I’ll be joining Andrew von Eschenbach, chairman of Project FDA and former FDA commissioner and former director of the National Cancer Institute at the National Institutes of Health; Paul Howard, a senior fellow at the Manhattan Institute and director of its Center for Medical Progress (parent of Project FDA); and Peter Huber, Manhattan Institute senior fellow and author of the forthcoming book, The Cure in the Code: How 20th Century Law is Undermining 21st Century Medicine. Also participating will be researchers, former FDA regulators, and representatives from innovative life sciences companies, patients’ groups, and the media.
I’m honored to be in such august company and to be asked to help solve this critical problem that affects every one of us. I’ll be talking about how the digitization and rapid sharing of clinical-trial and other health-care data can be used to speed up drug discovery and development – something I’ve written a lot about in the past.

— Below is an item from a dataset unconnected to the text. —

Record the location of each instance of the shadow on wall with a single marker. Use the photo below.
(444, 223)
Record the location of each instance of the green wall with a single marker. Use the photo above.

It’s no secret that the clinical trials process is an enormously expensive and time-consuming part of bringing therapies to market with FDA approval, with Phase 3 clinical trials – final testing for effectiveness on large groups of patients – particularly onerous. This terrific editorial, by Dr. von Eschenbach and Tomas J. Philipson, explains why the clinical trials process is broken and why modernizing it, using digital technologies, will not only save lives but also jump-start the US economy.
I firmly believe that we can use technology to help modernize the clinical trials process to satisfy the FDA and payors’ goals of safety and efficiency and pharmaceutical companies,’ physicians’ and patients’ needs for expedience.
Using digital technologies, we can create new levels of information liquidity, transparency and fluidity among physicians, patients and regulators. We can create amazing advancements in bench-testing, field data collection, and data analytics that complement the amazing advancements we’ve seen in molecular medicine. With the right digital technologies, we can afford to create medicines that serve smaller patient populations, for whom there had been little or no hope in the past due to cost.
We just need to think differently and apply the technologies that are mainstream on the World Wide Web today – and to get started…TODAY.